# Does Anyone Shop at Restaurant Depot?



## thirdeye (Feb 29, 2020)

I'll be visiting a Restaurant Depot as early as Sunday, or maybe on Tuesday using my KCBS one-day pass.  Does anyone have recommendations on things to look out for?  I will have access to a fridge and freezer so any suggestions on food or non-food items are appreciated.  I have a Sam's Club locally, but this will be my first visit to a Restaurant Depot.  Thanks in advance for any suggestions.


----------



## Bytor (Feb 29, 2020)

I was in Birmingham for work a couple of years ago and went to the one there.  They have quite the selection of just about everything.  I didn't buy any produce or such, but ended up getting a manual pasta press, a couple peels and screens.  They all were a deal to get, of course.  Fortunately, I drove there instead of flying so I was able to bring them back with me.  My wife probably wished I would have flown.


----------



## radioguy (Feb 29, 2020)

They always have a good selection of beef ribs, something I can't  find elsewhere here.  

RG


----------



## 39Buick (Feb 29, 2020)

Take along a good Jacket! If they are busy the complementary ones will be gone! We frequent the one in Atlanta and shopping in a freezer in a t shirt is a bad idea!


----------



## Steve H (Feb 29, 2020)

39Buick said:


> Take along a good Jacket! If they are busy the complementary ones will be gone! We frequent the one in Atlanta and shopping in a freezer in a t shirt is a bad idea!



I found that out at GFS. Thankfully we had hoodies in the car! We have a Restaurant Depot locally. Still haven't been there. I need to check it out. If I'm lucky it will be about the same as GFS. But a bit closer to home. After looking I see they are not open to the public here. That sucks!


----------



## thirdeye (Feb 29, 2020)

Thanks all, I'll be sure to report back.


----------



## smker (Mar 8, 2020)

places to go to for restaurant equipment are tourist towns say like Branson Mo theres an outlet there that sells all the equipment from restaurants that come and go in a years time,  so it all almost new stuff,  ill look and see if i can find the web site


----------



## fullborebbq (Mar 8, 2020)

I second the wear a jacket! I shop there in Buffalo for most of my meats. You might find some better deals at you local grocery store sales but beware of the quality!. RD meats have proven to be the better deal for my business. It does require you to have a business tax # to get a membership, and buying full cases of meats (40-60 lbs.) is where you will save $$$


----------



## BGKYSmoker (Mar 9, 2020)

Yup
I have a RRD card. Wear a jacket when you go into the cold room.


----------



## thirdeye (Mar 9, 2020)

We did have jackets, and they had a rack of loaners as well. 

Grasping the reality of the selection of general products , like 20 varieties of pizza boxes, or a 36" long whisk, was pretty impressive..... but the meat choices were great.  I bought a full pork belly, and some 5# bags of diced pork butt.
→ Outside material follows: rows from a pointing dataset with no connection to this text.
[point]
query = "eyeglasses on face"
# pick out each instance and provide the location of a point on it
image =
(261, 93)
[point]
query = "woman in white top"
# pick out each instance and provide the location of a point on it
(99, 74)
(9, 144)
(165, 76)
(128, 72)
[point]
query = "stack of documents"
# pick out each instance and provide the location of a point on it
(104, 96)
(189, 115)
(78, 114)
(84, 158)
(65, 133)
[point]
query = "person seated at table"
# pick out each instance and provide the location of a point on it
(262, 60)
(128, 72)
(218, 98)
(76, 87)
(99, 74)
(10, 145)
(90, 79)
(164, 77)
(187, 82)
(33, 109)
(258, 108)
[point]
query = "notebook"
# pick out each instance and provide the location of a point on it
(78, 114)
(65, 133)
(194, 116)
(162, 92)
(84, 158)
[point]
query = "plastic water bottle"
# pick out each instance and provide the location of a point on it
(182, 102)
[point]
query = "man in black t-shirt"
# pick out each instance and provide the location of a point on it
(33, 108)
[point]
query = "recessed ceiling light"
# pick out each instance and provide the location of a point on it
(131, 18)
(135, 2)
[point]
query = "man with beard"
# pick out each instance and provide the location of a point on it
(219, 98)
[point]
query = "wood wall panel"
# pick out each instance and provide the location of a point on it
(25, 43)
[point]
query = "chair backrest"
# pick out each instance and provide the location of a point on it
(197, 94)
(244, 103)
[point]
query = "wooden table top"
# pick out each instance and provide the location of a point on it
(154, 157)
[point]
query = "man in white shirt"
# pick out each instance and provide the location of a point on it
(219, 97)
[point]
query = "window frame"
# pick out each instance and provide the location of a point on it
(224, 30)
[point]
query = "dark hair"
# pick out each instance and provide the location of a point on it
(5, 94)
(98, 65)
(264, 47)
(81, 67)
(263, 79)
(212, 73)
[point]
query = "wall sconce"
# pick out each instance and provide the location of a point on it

They had a great price on 20# chuck rolls, but we didn't have room.







Whole goats and lamb











And I can now say I've seen 45 gallons of BBQ sauce....






EDIT - In hindsight I wish I would have thought to look at hand sanitizer, and maybe bought 5 gallons.  All my stores are totally sold out, and toilet paper is in short supply.


----------



## ChuxPick (Mar 21, 2020)

Im a frequent flyer to our local RRD, it is just under a mile away. They have a good prices on their large selection of beef cuts as well as pork cuts. Normally our local Sam's club has better ground beef prices. RRD had/has well trimmed full corned beef brisket @ $2.39 per pound, or $1.99 per pound  over 50 pounds.


----------